Proximity to corporate offices in materials, entertainment, and telecom underpins a steady professional renter base and convenient commutes for residents. The nearby employers below represent a meaningful share of local white-collar demand.
- Avery Dennison — corporate offices (1.1 miles) — HQ
- Disney — entertainment (3.6 miles) — HQ
- Radio Disney — entertainment (4.5 miles)
- Live Nation Entertainment — entertainment (5.4 miles)
- Charter Communications — telecom (6.0 miles)
500 Oak St is a 21-unit, 1987-vintage asset positioned in a neighborhood with strong renter concentration and high occupancy, which supports stable operations through cycles. Being newer than the area’s average vintage (1962) can enhance competitive positioning versus older stock, though investors should plan for system updates and selective renovations to meet current renter preferences. Elevated for-sale home values relative to incomes in the neighborhood context reinforce reliance on rental housing, aiding tenant retention and pricing discipline.
Within a 3-mile radius, households are increasing even as population edges down, indicating smaller household sizes and a potentially expanding renter pool. Combined with high neighborhood occupancy and deep amenity access, this backdrop supports durable demand for well-managed units.

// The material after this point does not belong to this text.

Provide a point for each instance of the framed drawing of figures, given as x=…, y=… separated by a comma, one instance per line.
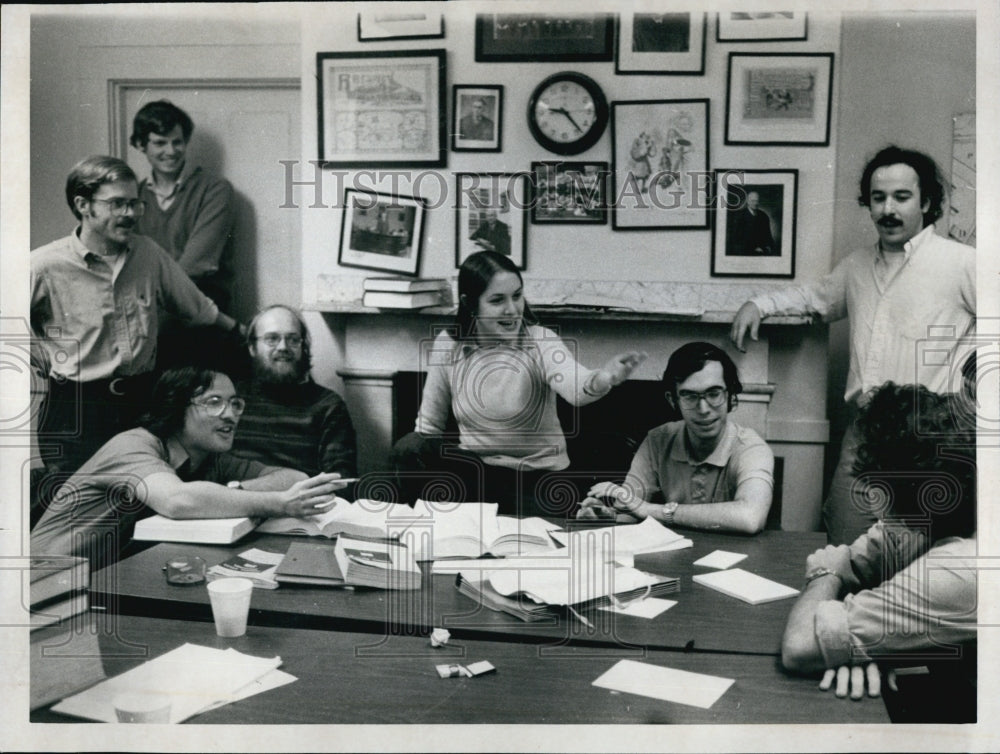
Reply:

According to CRE market data from WDSuite, the neighborhood’s housing and occupancy metrics compare favorably at both metro and national levels, which can translate into steadier cash flows if expenses and capital plans are managed prudently.
- Neighborhood occupancy and renter concentration support stable lease-up and retention.
- 1987 vintage is newer than local average, with value-add via targeted modernization.
- High-cost ownership market reinforces multifamily demand and tenant stickiness.
- Strong amenity access and nearby employers bolster white-collar renter appeal.
- Risks: property-offense volatility and shifting demographics warrant conservative underwriting and asset-level security enhancements.